Cusco was a pretty sweet city of 322,000 people {3400 M altitude}, and lots of history of course. Many tourists come to this city for Machu Picchu and everyone hangs out in Plaza de Armas, the heart of the ancient Inca capital. In this area you will find tons of restaurants, Cuscos Cathedral (took 100 years to build), a couple other churches, and tons of people asking you if you want cheap massages. There are also tons of little shops where you can get some really nice hand made clothes.

On Friday, October 3, I checked out of the Loki hostel and caught a night bus south (15 soles = $5) (8 hrs) to Puno. I thought there was a bus every hour, so I tried to catch one at midnight so I would arrive early morning. Unofortunately, the last night bus was at 10pm. So once I arrived the terminal I had to kill some time there until the morning bus at 4 am. I ended up walking around in the terminal to kill time. I seemed like the clock was standing still. I arrived Puno Saturday afternoon around 12:00 and checked into my hotel (Hotel Esther).

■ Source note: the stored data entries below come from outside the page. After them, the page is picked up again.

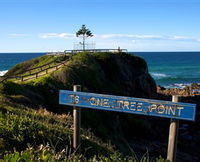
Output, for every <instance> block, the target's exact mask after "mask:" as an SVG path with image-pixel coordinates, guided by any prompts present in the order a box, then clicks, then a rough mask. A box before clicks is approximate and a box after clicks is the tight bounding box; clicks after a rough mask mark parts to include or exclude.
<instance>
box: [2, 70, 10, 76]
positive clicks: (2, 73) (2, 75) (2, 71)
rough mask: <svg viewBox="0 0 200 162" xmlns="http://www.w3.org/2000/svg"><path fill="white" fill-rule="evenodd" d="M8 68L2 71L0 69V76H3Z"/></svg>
mask: <svg viewBox="0 0 200 162" xmlns="http://www.w3.org/2000/svg"><path fill="white" fill-rule="evenodd" d="M7 72H8V70H3V71H0V76H4V74H5V73H7Z"/></svg>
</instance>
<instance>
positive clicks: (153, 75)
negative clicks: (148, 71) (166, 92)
mask: <svg viewBox="0 0 200 162" xmlns="http://www.w3.org/2000/svg"><path fill="white" fill-rule="evenodd" d="M151 75H152V77H153V78H155V79H162V78H166V77H169V76H168V75H166V74H163V73H151Z"/></svg>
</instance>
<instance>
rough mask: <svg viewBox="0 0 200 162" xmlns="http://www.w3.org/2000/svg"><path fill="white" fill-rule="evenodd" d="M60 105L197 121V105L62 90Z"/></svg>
mask: <svg viewBox="0 0 200 162" xmlns="http://www.w3.org/2000/svg"><path fill="white" fill-rule="evenodd" d="M59 104H63V105H70V106H77V107H85V108H93V109H100V110H107V111H118V112H125V113H132V114H141V115H149V116H158V117H165V118H174V119H183V120H192V121H194V120H195V110H196V105H195V104H190V103H181V102H169V101H162V100H151V99H142V98H133V97H122V96H113V95H103V94H95V93H85V92H74V91H68V90H60V94H59Z"/></svg>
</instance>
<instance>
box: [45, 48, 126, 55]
mask: <svg viewBox="0 0 200 162" xmlns="http://www.w3.org/2000/svg"><path fill="white" fill-rule="evenodd" d="M78 52H91V53H94V52H113V53H118V52H125V53H127V52H128V50H127V49H86V50H84V51H83V50H65V51H64V52H50V53H47V55H63V54H69V55H70V54H75V53H78Z"/></svg>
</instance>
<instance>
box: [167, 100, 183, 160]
mask: <svg viewBox="0 0 200 162" xmlns="http://www.w3.org/2000/svg"><path fill="white" fill-rule="evenodd" d="M180 100H181V98H180V96H172V102H180ZM178 128H179V120H177V119H171V121H170V127H169V140H168V150H167V160H169V161H170V162H174V161H176V150H177V138H178Z"/></svg>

Once I arrived I booked a little excursion to these ruins off of Lake Titicaca (25 soles =$8.50) called Sillustani ruins, and also to Euros floating island (25 soles) the following morning at 9 am....returned at 12 pm and then caught a bus to Copacabana, Bolivia at 230 pm (15 soles =$5). It was pretty amazing to see how these people live on these little islands surrounded by Lake Titicaca. The islands are built using layers of buoyant totora reeds that grow abundantly in the shallows of Lake Titicaca. They use these reeds to make their homes, boats, and the crafts they sell to tourists.

Once I arrived Copacabana around 4:30 pm (Sunday, October 5) after the border immigration and continued on 8km to my destination...I checked into my Hotel Mirador which was 50 bolivianos (about $7) and had two beds that looked right out on the water. I can´t believe how cheap things are. I guess paying the $135 for the visa was worth it (also needed copies of credit cards and copy of yellow fever vaccination). My first night in Cocacabana I had the ever famous trout (trucha criolla...one of the worlds largest trout)...was a amazing and so CHEAP!


Thirty eight days in Peru was amazing...so much to do...now ready for a short stay in Bolivia before I cruise into Argentina!